Le scandale est immédiat. La modération de Twitter réagit le soir même en envoyant un avertissement au parti conservateur. Dans les jours qui suivent, l’un des créateurs du web, Tim Berners-Lee, dénonce cette redoutable opération de fake checking. Mais le mal est fait, quelques centaines ou milliers d’électeurs ont sûrement vu ces informations, pensant qu’elles émanaient d’un compte officiel. S’incruster dans le flux, parmi les nombreux publications de fact checking qui fleurissent au rythme des soirées électorales et des ripostes parties, pour influencer le choix des électeurs, voilà une idée diablement efficace.

Une sponsorisation en mode blietzkrieg

Le parti pris de mener une campagne blietzkrieg du côté conservateur se confirme au vu des budgets de sponsorisation mobilisés sur Facebook : les Tories investissent plus de 100,000£ sur la seule période du 29 octobre au 9 décembre — l’élection a lieu le 12 décembre. Le Labour faiblit à l’approche du scrutin tandis que les Lib Dems restent à peu près stables.

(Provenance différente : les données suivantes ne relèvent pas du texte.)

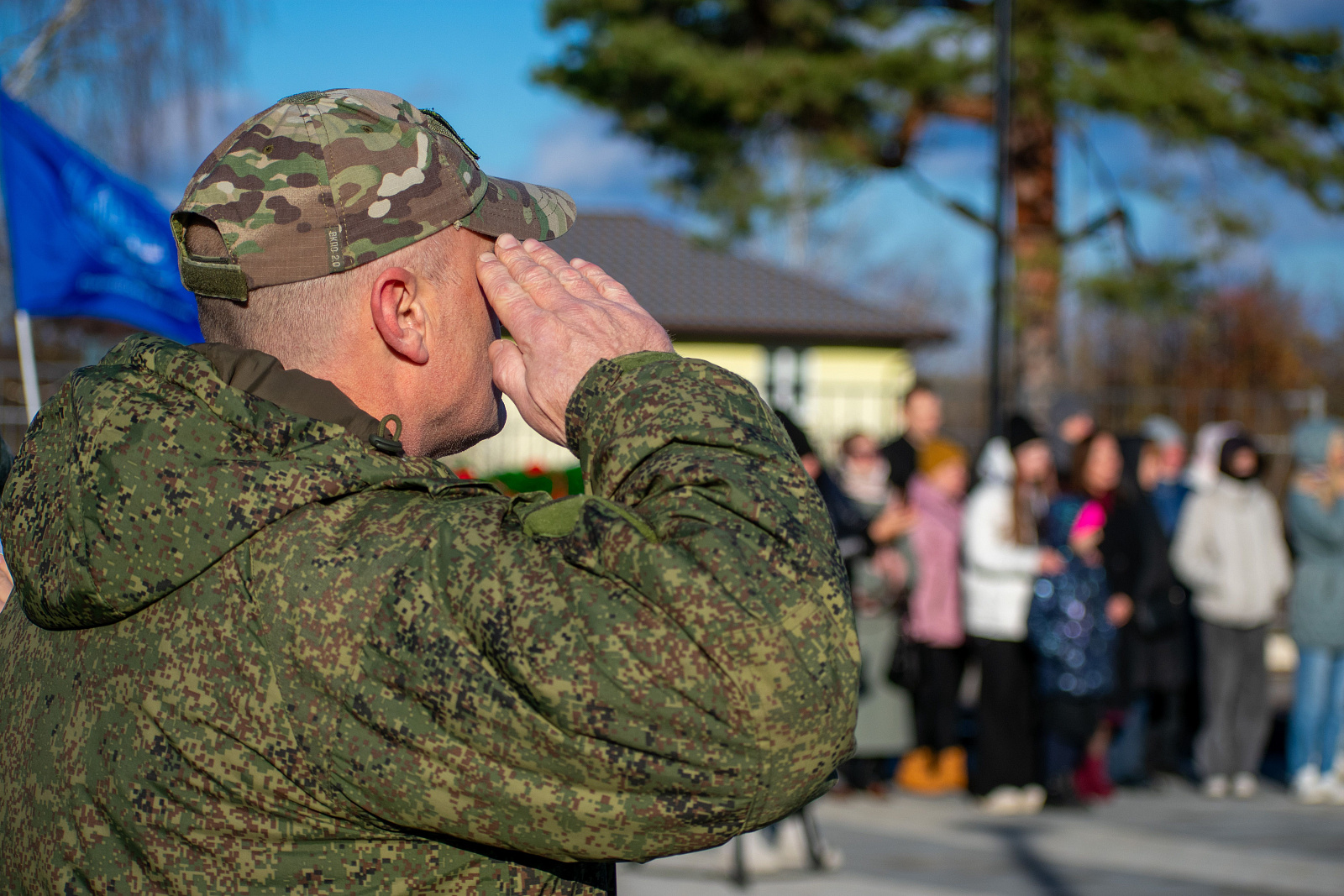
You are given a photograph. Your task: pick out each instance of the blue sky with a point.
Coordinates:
(470, 60)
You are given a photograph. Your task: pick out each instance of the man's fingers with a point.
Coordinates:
(573, 281)
(510, 374)
(508, 371)
(541, 284)
(606, 285)
(514, 304)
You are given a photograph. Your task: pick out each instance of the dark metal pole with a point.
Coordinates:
(1003, 223)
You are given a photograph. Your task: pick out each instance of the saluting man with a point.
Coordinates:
(264, 642)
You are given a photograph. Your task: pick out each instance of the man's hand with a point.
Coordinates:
(564, 318)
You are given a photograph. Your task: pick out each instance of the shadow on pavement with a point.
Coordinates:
(1018, 842)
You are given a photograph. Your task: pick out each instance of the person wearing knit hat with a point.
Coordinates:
(937, 453)
(1019, 432)
(1169, 495)
(938, 762)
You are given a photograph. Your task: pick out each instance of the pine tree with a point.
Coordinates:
(853, 85)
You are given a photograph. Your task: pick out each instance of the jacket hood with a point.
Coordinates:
(996, 464)
(1310, 439)
(148, 468)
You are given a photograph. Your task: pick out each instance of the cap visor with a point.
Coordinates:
(523, 210)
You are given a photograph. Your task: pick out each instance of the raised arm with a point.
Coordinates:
(649, 668)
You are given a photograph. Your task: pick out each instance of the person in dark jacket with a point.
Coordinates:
(1072, 625)
(1152, 663)
(922, 411)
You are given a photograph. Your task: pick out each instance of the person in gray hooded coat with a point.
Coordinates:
(1316, 526)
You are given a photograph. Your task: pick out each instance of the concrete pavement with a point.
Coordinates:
(1169, 841)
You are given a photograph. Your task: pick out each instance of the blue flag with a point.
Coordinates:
(84, 239)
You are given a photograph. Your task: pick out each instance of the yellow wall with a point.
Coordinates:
(846, 390)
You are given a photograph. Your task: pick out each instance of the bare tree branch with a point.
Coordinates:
(18, 80)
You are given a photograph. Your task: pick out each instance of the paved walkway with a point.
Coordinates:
(1168, 842)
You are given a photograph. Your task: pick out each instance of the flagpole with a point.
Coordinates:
(27, 363)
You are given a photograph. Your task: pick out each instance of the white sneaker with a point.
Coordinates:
(759, 855)
(1308, 786)
(1332, 786)
(1032, 799)
(1003, 799)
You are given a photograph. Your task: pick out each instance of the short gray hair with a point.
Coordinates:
(300, 322)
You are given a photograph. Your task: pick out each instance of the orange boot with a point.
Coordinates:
(917, 773)
(952, 768)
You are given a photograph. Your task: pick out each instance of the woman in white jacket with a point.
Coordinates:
(1230, 551)
(1001, 564)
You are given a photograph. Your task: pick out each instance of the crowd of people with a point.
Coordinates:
(1116, 593)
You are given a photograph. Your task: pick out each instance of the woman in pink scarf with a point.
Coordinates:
(938, 763)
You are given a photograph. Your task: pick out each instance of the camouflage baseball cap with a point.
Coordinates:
(331, 179)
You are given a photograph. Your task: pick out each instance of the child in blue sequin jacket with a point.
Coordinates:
(1072, 626)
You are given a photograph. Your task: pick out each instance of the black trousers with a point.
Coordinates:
(936, 696)
(1007, 716)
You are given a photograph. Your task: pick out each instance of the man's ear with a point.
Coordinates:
(400, 313)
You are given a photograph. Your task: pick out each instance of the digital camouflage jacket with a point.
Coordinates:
(250, 653)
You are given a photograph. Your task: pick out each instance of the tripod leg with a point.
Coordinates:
(739, 864)
(816, 849)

L’article original contenant l’infographie est à retrouver sur le site du Guardian.

Pourtant, le Labour est mieux outillé depuis une prise de conscience, en 2015, du poids des réseaux sociaux dans les campagnes politiques. L’organisation s’est notamment structurée en interne, avec une plateforme Promote puis des groupes WhatsApp plus récemment pour organiser les militants travaillistes sur le terrain. En avril 2016, Jeremy Corbyn devient même le premier chef de parti britannique à raconter ses aventures sur Snapchat.

Tout ce travail permet au Labour, en décembre 2019, d’obtenir près de 12 millions de vues de plus que les Conservateurs sur Facebook pour un budget moindre de 20.000£. Sur Twitter, les travaillistes sont plus actifs et accumulent un nombre de vues impressionnant. Sans aucun doute, le parti de Corbyn est le plus professionnel dans sa gestion des réseaux sociaux. Trop professionnel ? Peut-être.

Le clown, meilleur ami du clic

« C’est en faisant n’importe quoi qu’on devient n’importe qui ». Et si Rémi Gaillard, jeune montpelliérain, pionnier des farces sur Internet dès 2001, avait édicté un principe de communication valable pour les années à venir ?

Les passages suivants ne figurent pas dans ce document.